Business Plan Good to Great: 4 Key Points

What distinguishes a great business plan from a good one?

This is the last of four questions posed to me last week by an MBA student, who asked me to help his research by answering his questions. The other three are in my most recent, previous posts. The better question than this one, and therefore the better answer, is 8 Factors that Make a Good Business Plan that I posted here last week.

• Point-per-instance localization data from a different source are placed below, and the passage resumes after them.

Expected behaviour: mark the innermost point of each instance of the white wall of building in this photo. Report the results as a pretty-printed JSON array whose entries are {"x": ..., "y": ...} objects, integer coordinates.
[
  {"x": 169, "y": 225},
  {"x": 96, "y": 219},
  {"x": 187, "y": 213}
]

So I have several answers to this question:

1. I don’t know.

Paintings can be great, but maps can’t. Novels can be great, but directions can’t. Businesses can be great, at least at times, or at certain moments, but business plans can’t. I’ve seen hundreds, maybe thousands, of business plans. I’ve never seen a great one. I think.

2. Great Results

This is a necessary, but not sufficient, condition for business plan greatness. Great results doesn’t mean it was a great plan; but anything less than that means it wasn’t great. “Great” is a strong word. Still, if the plan didn’t produce great results, but would have had it been implemented, then it just wasn’t great. Great plans get implemented.

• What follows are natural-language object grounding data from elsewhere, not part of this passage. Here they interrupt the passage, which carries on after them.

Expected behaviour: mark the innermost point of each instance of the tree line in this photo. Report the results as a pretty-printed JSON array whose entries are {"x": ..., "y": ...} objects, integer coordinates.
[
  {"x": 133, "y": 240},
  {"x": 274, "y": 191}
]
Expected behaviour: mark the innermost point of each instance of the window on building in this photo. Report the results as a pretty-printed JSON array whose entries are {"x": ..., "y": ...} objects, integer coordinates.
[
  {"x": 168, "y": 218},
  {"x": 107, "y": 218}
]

That’s not just casual coincidence. Great plans include manageable, concrete, measurable specifics that lead the team gently down the way to successful results.

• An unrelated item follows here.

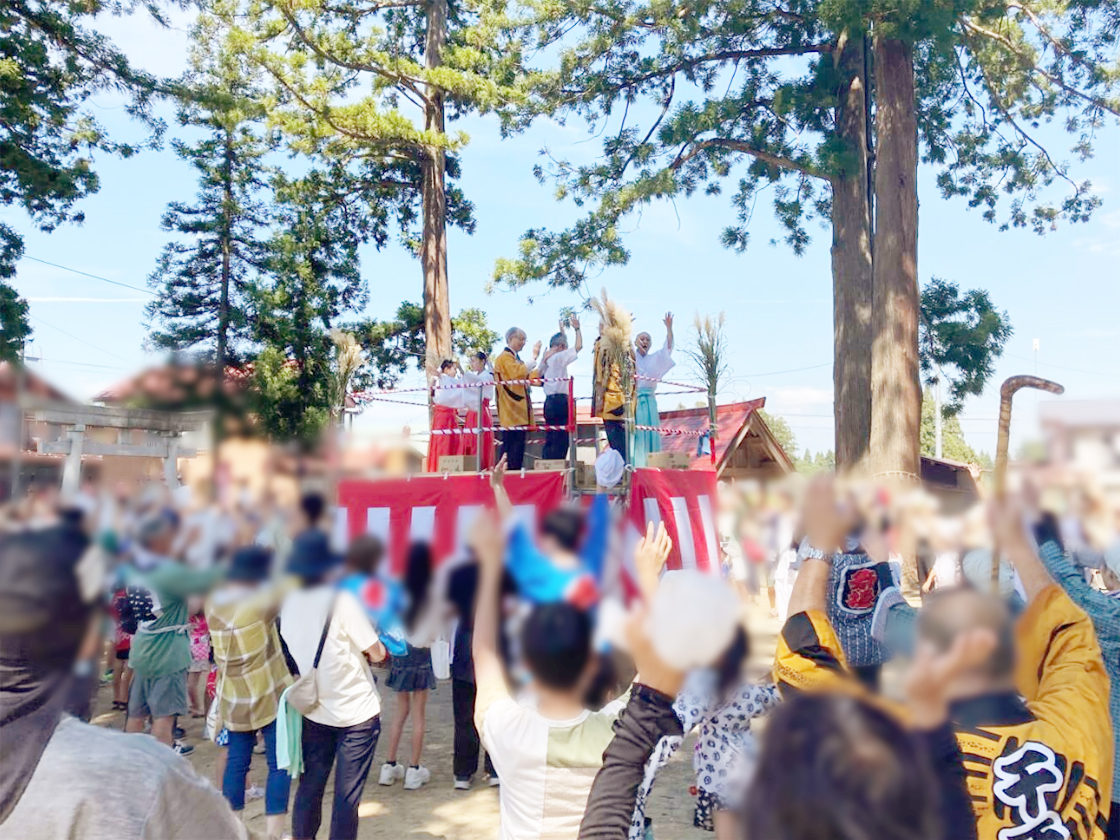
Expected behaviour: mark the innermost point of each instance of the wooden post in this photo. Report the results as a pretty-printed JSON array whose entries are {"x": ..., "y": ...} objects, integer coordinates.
[{"x": 72, "y": 470}]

Successful implementation of a plan doesn’t make it great. It’s a necessity, but alone not sufficient to warrant the appellation great. It’s a cop-out, I know, but “great” is a very powerful (and overused) word, and a business plan that doesn’t get results can’t possibly be a great plan. No matter how good.

3. Synchronicity = magic = invisible inevitability

This is when things come together, at exactly the right time, so that what was entirely hidden before, now becomes so obvious that it seems like it was always inevitable. This is the complete surprise that seems a moment later like it had always been completely obvious.

I’ve seen only a very few business plans that might be considered candidates, at least for flashes of greatness. One that comes to mind was in 1983, when JRT Pascal had gone bankrupt selling product at $29.95 while Microsoft Pascal cost $450, and Philippe Kahn brought out Turbo Pascal at $49.95. Perhaps Google, when Yahoo! had made a new search engine seem impossible. Maybe it was Federal Express reinventing “absolutely positively has to be there.” The Macintosh, perhaps, or the iPod?

4. Repeat Number 1

It’s not the plan, it’s the planning process, the people, the idea, the moment, the market, the innovation.